The payback period (PBP) is an investment appraisal technique that tells the amount of time taken by the investment to recover the initial investment or principal. The calculation of the PBP is very simple, and its interpretation too. The advantage is its simplicity, whereas there is two major disadvantage of this method. It does not consider cash flows after this period. It also ignores the time value of money.
Definition of Payback Period Method
The payback period is one of the simplest capital budgeting techniques. It calculates the number of years a project takes in recovering the initial investment based on the future expected cash inflows.
How to Calculate Payback Period?
All that is needed to calculate the PBP is simply nothing more than preparing a table and then applying a simple formula/equation.
Let us understand the steps for finding the payback period with the help of an example.
Payback Period Example
Suppose a project with initial cash investment of $1,000,000 with a cash flow pattern from 1 to 5 years – 120,000.00, 150,000.00, 300,000.00, 500,000.00 and 500,000.00.

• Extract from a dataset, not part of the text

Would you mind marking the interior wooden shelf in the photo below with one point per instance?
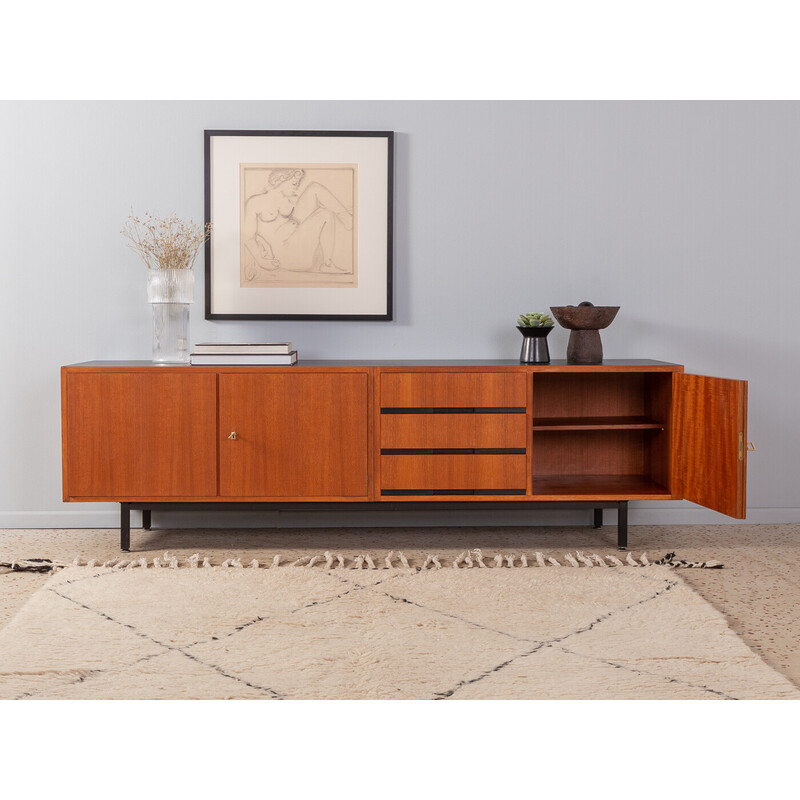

We will first arrange the data in a table with year-wise cash flows and an additional column of cumulative cash flows, as shown below.
|Year||Cash Flow||Cumulative Cash Flows|
|3 (W)||300,000.00||(Y) 570,000.00|
From the above table, we can easily make out that the PBP is greater than 3 but less than 4 years since the cumulative cash flow value crosses the initial investment amount in year 4.
Payback Period Formula
To find out the exact payback period, we can use the following formula / equation:
Payback Period = W + (X – Y) / Z where,
3 + (1000000 – 570000) / 500000
=> 3 + 430000 / 500000
= 3 + 0.86 = 3.86 Years
W is the year before the investment value is crossed in cumulative cash flows, i.e., 3 in our case.
X is the initial investment or the initial cash outlay
Y is the cumulative cash flow just before the investment value is crossed in cumulative cash flows
Z is the cash flow of the year in which the cumulative cash flows cross the investment value.
You can also use our Payback Period Calculator.
Acceptance Criteria / Evaluation / Interpretation of Payback Period
The acceptance criterion is simply the benchmark that a firm sets. Some firms may not find it comfortable to invest in very long-term projects and wish to enter where they can see results in, say, medium to long term. Similarly, others may take the longer-term risk.
To evaluate a project on the basis of this, we can interpret a project with a lower payback period to be better as the investor is standing safely with his money back. Who would not like to get the principal back as early as possible?
Advantages and Disadvantages
The most important advantage of this method is that it is very simple to calculate and understand. If the manager requires a rough idea about the time frame for which the money would be blocked, he need not sit with a pen, paper, or a computer. It can be calculated at our fingertips. It can at least tell the manager whether the project is worth spending additional analysis time or not.
There are two disadvantages to this method. One, it does not consider the cash flows after the PBP. Because of this, we cannot believe two projects with the same PBP as equally good. This method will give the same rating to two projects with the same initial cash flow of 100 million, where the cash inflow of one is 50 million in the first two years, and the other is 50 million for three years.
Second, it does not consider the time value of money. So, it avoids the basic rule of finance, i.e., ‘a dollar today is worth more than a dollar a year later.’ In PBP, we calculate the years for recovering the total investment. In a true sense, only the principle is covered; the portion of interest is still to be covered.
Other drawbacks include its inability to deal with uneven cash flows and negative cash flows. It may result in dual results.
Read Advantages and Disadvantages of Payback Period for a more detailed article.
Discounted Payback Period
It’s a solution to one of the disadvantages mentioned above, which says it does not consider the time value of money. The discounted payback period is slightly different from the normal payback period calculations. We need to replace the normal cash flows with discounted cash flows, and the rest of the calculation will remain the same. It is also referred to as the net present value (NPV) payback period.